Home / Intelligence Log / Data Architecture Data Architecture

Automated Client Reporting with Python and Google Sheets API

The Reporting Problem at Scale

Client reporting is deceptively time-consuming. Building one report manually takes an hour. Building twelve takes a day — and that is before accounting for the inevitable data corrections, formatting inconsistencies, and version control confusion when the report gets emailed back with comments. For consultants managing more than five active clients, manual reporting is a meaningful drag on capacity that compounds every month.

The solution is a reporting engine that treats each client as a parameterized configuration: the same extraction, transformation, and loading logic running against each client's data source, writing structured output to a dedicated Google Sheets workbook, and flagging anomalies automatically. Once built, the marginal cost of adding a new client report is near zero.

Pipeline Architecture

The engine follows a standard ETL pattern with a client-scoped run loop: extract from the source database, transform into the reporting schema, and load into the target Google Sheet. Each run creates or updates a tab named by convention — Report_CLIENTID_YYYY_MM — which keeps the workbook organized and makes historical tabs easy to find by date.

Google Sheets API v4 with a service account is the right authentication approach for server-side automation. Unlike OAuth flows that require a user to authorize each session, a service account holds its credentials in a JSON keyfile that the engine loads at startup — no browser interaction, no token refresh failures at 3 AM.

The Reporting Engine

Python reporting_engine.py
from google.oauth2 import service_account
from googleapiclient.discovery import build
import psycopg2, pandas as pd
from datetime import date

SCOPES = ['https://www.googleapis.com/auth/spreadsheets']

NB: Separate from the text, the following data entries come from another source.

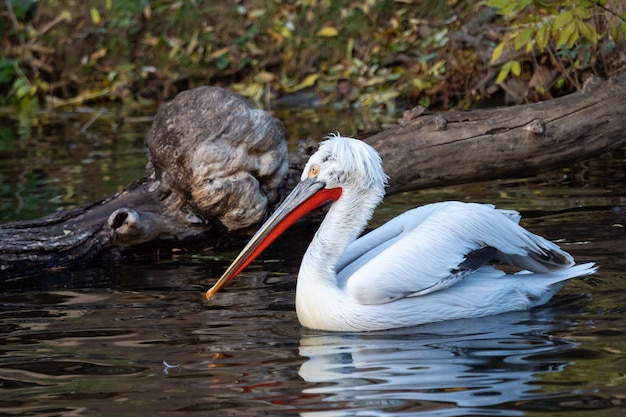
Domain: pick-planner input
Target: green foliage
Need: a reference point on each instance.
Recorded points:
(565, 28)
(348, 52)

class ClientReportingEngine:
    def __init__(self, keyfile: str, db_conn: str):
        creds = service_account.Credentials.from_service_account_file(
            keyfile, scopes=SCOPES
        )
        self.sheets = build('sheets', 'v4', credentials=creds).spreadsheets()
        self.db     = psycopg2.connect(db_conn)

    def run(self, client_id: str, spreadsheet_id: str):
        raw  = self._extract(client_id)
        data = self._transform(raw)
        self._load(spreadsheet_id, client_id, data)

    def _extract(self, client_id: str) -> pd.DataFrame:
        query = """
            SELECT date_trunc('day', created_at) AS day,
                   transaction_type,
                   SUM(amount)                  AS revenue,
                   COUNT(*)                     AS txn_count
            FROM transactions
            WHERE client_id = %(client_id)s
              AND created_at >= NOW() - INTERVAL '90 days'
            GROUP BY 1, 2
            ORDER BY 1"""
        return pd.read_sql(query, self.db, params={'client_id': client_id})

    def _transform(self, df: pd.DataFrame) -> pd.DataFrame:
        pivot = df.pivot_table(
            index='day', columns='transaction_type',
            values='revenue', aggfunc='sum', fill_value=0
        )
        pivot['total'] = pivot.sum(axis=1)
        pivot['wow_change'] = pivot['total'].pct_change(7) * 100
        return pivot.reset_index().round(2)

    def _load(self, spreadsheet_id: str, client_id: str, df: pd.DataFrame):
        tab = f"Report_{client_id}_{date.today().strftime('%Y_%m')}"
        self._ensure_sheet_exists(spreadsheet_id, tab)

        values = [df.columns.tolist()] + df.values.tolist()
        self.sheets.values().update(
            spreadsheetId=spreadsheet_id,
            range=f"{tab}!A1",
            valueInputOption='USER_ENTERED',
            body={'values': values}
        ).execute()

    def _ensure_sheet_exists(self, spreadsheet_id: str, title: str):
        meta = self.sheets.get(spreadsheetId=spreadsheet_id).execute()
        existing = [s['properties']['title'] for s in meta['sheets']]
        if title not in existing:
            self.sheets.batchUpdate(
                spreadsheetId=spreadsheet_id,
                body={'requests': [{'addSheet': {'properties': {'title': title}}}]}
            ).execute()

WoW Metrics and Pivot Tables

The week-over-week change calculation — pct_change(7) on the daily total revenue column — gives each report day's revenue as a percentage change from the same day seven days prior. This is more informative than a rolling average for operational reporting because it surfaces directional momentum without smoothing out the day-of-week patterns that dominate most transaction data.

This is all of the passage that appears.